My Daughter Was Bitten by Stray Cat
My youngest daughter is so fond of animals, a trait perhaps she got from her father. I am already thinking that she might be a veterinarian someday because of her affection to stray animals. But unfortunately, I was working from home and she came to me crying. My daughter was bitten by a stray cat. I immediately tend to her wound, at that instance, her fingertip. Then took her to a hospital for anti rabies shots. Momma, do not panic at this stage because your child will certainly be afraid. So although your heart is bleeding for your child, be strong enough for her.
What You Need to Do
Well I did not really do anything at home because I immediately took her to hospital but here’s what I found from Kids Health.
If the bite or scratch wound is bleeding, apply pressure to the area with a clean bandage or towel until the bleeding stops.
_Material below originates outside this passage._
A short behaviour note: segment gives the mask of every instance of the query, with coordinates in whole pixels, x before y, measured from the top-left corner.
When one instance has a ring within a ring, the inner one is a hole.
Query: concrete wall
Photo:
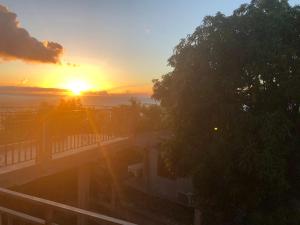
[[[146,150],[147,157],[145,160],[144,175],[148,176],[147,186],[148,191],[160,197],[167,198],[172,201],[177,201],[178,192],[193,192],[192,180],[190,178],[170,179],[158,175],[158,148],[152,147]]]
Use clean latex or rubber gloves to protect yourself and to prevent the wound from getting infected.
If the wound is not bleeding heavily, clean it with soap and water, and hold it under running water for several minutes.
Dry the wound, apply antibiotic ointment, and cover it with sterile gauze or a clean cloth.
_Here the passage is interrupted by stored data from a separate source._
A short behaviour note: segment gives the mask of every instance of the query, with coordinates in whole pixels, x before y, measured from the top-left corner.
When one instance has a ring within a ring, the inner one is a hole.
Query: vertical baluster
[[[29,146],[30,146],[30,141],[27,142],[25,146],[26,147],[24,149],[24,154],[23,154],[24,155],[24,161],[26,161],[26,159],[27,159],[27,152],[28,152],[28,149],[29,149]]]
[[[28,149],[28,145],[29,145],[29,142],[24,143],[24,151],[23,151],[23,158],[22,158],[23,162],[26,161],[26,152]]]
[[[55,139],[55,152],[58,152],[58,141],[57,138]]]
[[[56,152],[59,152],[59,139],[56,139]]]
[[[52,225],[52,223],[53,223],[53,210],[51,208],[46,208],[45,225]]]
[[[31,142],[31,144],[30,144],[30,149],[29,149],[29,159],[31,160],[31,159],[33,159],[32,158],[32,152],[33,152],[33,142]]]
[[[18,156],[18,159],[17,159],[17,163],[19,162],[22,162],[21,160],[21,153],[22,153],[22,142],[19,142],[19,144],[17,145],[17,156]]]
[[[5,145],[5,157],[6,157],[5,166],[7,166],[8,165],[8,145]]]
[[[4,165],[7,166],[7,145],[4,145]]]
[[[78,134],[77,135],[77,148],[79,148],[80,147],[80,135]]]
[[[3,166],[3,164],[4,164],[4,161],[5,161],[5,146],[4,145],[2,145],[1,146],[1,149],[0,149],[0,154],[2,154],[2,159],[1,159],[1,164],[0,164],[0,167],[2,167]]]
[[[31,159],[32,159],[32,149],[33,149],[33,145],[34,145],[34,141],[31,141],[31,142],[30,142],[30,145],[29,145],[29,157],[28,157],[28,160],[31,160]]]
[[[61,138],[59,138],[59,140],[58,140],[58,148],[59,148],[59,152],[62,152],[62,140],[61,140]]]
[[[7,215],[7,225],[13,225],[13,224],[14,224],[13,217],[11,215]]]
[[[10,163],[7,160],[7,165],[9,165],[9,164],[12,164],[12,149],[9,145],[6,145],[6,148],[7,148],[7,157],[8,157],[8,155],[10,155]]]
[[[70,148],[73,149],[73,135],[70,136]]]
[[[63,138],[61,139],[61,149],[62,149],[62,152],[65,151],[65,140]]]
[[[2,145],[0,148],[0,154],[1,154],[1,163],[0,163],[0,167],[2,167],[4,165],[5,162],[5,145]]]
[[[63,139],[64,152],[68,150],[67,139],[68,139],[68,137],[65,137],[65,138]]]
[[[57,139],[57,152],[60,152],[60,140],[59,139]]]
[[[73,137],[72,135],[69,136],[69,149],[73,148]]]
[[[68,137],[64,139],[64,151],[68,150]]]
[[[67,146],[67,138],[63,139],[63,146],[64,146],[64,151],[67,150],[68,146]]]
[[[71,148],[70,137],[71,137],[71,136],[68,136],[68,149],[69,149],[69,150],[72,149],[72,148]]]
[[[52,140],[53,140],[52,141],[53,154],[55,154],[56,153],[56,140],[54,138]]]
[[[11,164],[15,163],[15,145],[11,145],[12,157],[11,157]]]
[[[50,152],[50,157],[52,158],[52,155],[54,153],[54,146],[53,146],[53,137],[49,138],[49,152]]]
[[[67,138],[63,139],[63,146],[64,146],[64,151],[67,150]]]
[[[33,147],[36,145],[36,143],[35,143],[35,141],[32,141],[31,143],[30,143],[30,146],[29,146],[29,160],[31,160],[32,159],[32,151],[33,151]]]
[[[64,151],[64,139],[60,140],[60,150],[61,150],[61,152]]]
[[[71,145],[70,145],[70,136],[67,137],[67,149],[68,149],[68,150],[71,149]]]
If your child was bitten or scratched by an unfamiliar or wild animal, note the location of the animal. Some animals may have to be captured, confined, and observed for rabies. But do not try to capture the animal yourself. Instead, call the animal control office or animal warden in your area.
When to Call A Doctor
Call your doctor if the bite or scratch broke or punctured the skin, even if the area is small. A child who is bitten by an animal may need antibiotics, a tetanus booster, or rarely, a series of rabies shots. A bite or scratch on a child’s face, hand, or foot is particularly at risk for infection and should be checked by your doctor as soon as possible.
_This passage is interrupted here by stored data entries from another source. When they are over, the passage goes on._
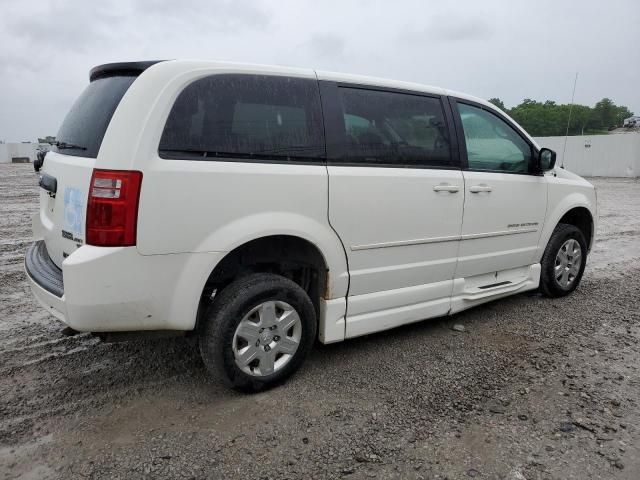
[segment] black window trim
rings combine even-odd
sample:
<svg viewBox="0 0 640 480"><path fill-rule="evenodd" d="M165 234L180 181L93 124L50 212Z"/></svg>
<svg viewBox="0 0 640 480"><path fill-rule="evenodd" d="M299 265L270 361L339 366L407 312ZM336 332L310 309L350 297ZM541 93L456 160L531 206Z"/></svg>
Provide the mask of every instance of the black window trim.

Get immediate medical care if:
- the wound is on the face, neck, hand, foot, or near a joint
- the bite or scratch has pus coming from it, or becomes red, hot, swollen, or increasingly painful
- the wound won’t stop bleeding after 10 minutes of direct pressure
- the wound appears to be deep, large, or severe
- the attacking animal was stray or wild or behaving strangely
- your child has a weakened immune system or other medical condition that might make an infection more likely
- your child’s tetanus immunizations are not up to date
What Treatment Did My Daughter Get
Well it’s already bad enough that it happened during pandemic and hospitals were very strict in accepting patients. But they immediately lead us to emergency room for treatment. It’s really heartbreaking to see my daughter get like six injection in a day including skin test. I feel so sorry for her that she had to endure it so we made a long talk after about approaching a stray animals.
The anti rabies was not really painful at all, well according to my brave daughter but I think it’s the equine rabies immunoglobulin (temporary virus-neutralizing antibodies) that gave her a lot of pain. Because of her weight, the doctor had to inject many times else her muscles will harden and it will be excruciating. If my daughter just said yes to injection at her bottom, it will just be one go. That day, she had fever. Good thing they also issued antibiotic and medicine for the pain.
We had to return on third day, seventh day and fourteenth day for another rounds of anti rabies shots. And during 28th day, our last, I felt so relieved. If your child was bitten by a stray cat, I suggest that you take it seriously and get her medical treatment immediately.